Sora技术系列-NaViT

在sora的技术报告中提到将视觉数据转换为patches，这个不得不提及ViT这篇开创之作，它便是通过将图像划分为多个patch，然后映射成token序列，输入到transformer完成一些视觉任务，但是，在划分patch时通常需要将图像调整为固定的分辨率进行处理，这种方法在某种程度上是次优的。NaViT这篇论文就是解决不同分辨率输入的问题。Patch n’ Pack: NaViT, a Vision Transformer for any Aspect Ratio and Resolution，这篇论文是发表在NeuralPS2023上的一篇论文，Google DeepMind的工作，下面详细介绍NaViT工作原理。

NaViT

title：Patch n’ Pack: NaViT, a Vision Transformer for any Aspect Ratio and Resolution

author：Mostafa Dehghani, Basil Mustafa, Josip Djolonga，and etc.

NaViT是一种新的视觉Transformer，通过在训练过程中使用序列打包来处理任意分辨率和宽高比的输入，从而在训练效率、模型适应性和推理灵活性方面超越了传统的Vision Transformer。

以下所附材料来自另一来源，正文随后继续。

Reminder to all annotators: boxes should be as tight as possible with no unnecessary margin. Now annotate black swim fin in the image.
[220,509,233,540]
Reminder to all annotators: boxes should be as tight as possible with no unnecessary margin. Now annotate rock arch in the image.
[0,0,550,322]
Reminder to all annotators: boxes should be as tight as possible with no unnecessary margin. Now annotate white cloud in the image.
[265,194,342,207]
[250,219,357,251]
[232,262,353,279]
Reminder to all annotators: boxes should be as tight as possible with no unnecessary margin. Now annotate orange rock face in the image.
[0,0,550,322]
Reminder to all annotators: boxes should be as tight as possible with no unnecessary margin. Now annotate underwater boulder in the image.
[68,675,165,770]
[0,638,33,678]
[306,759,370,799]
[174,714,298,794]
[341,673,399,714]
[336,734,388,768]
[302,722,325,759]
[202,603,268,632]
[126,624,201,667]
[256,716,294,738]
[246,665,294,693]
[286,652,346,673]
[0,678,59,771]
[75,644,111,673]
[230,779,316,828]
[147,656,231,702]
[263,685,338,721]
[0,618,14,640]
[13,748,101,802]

Randomly sampling resolutions at training time significantly reduces training cost. 显著降低训练成本

NaViT results in high performance across a wide range of resolutions, enabling smooth cost-performance trade-off at inference time, and can be adapted with less cost to new tasks. 取得更好的效果，而且以更小的代价适用其他任务上

上述过程，展示了NaViT在处理任意分辨率的方法，Data preprocessing阶段，先将不同分辨率图片进行patch处理，再采用了token drop操作随机丢弃一些patch，类似dropout，目的是加速训练；预处理完后，把三张图片生成的patches拉平为一个序列，不够的地方用pad填充；在Self-Attention阶段，使用attention mask技术防止图片之间存在信息交换；

Architectural changes

NaViT 的架构是建立在 ViT的基础上的，但是又做些修改：

Masked self attention and masked pooling，防止示例相互关注，引入了额外的attention mask;

Factorized & fractional positional embeddings，支持可变宽高比并很容易外推到没见过的图片分辨率；

Training changes

在训练NaViT时，也引入了一些新的trick：

Continuous Token dropping，packing enables continuous token dropping, whereby the token dropping rate can be varied per-image.

Resolution sampling. it allows mixed-resolution training by sampling from a distribution of image sizes, while retaining each images’ original aspect ratio.

Improved training efficiency and performance

从实验结果上看，NaViT相比于ViT，训练速度是ViT的四倍，而且性能更好，推理速度也更快；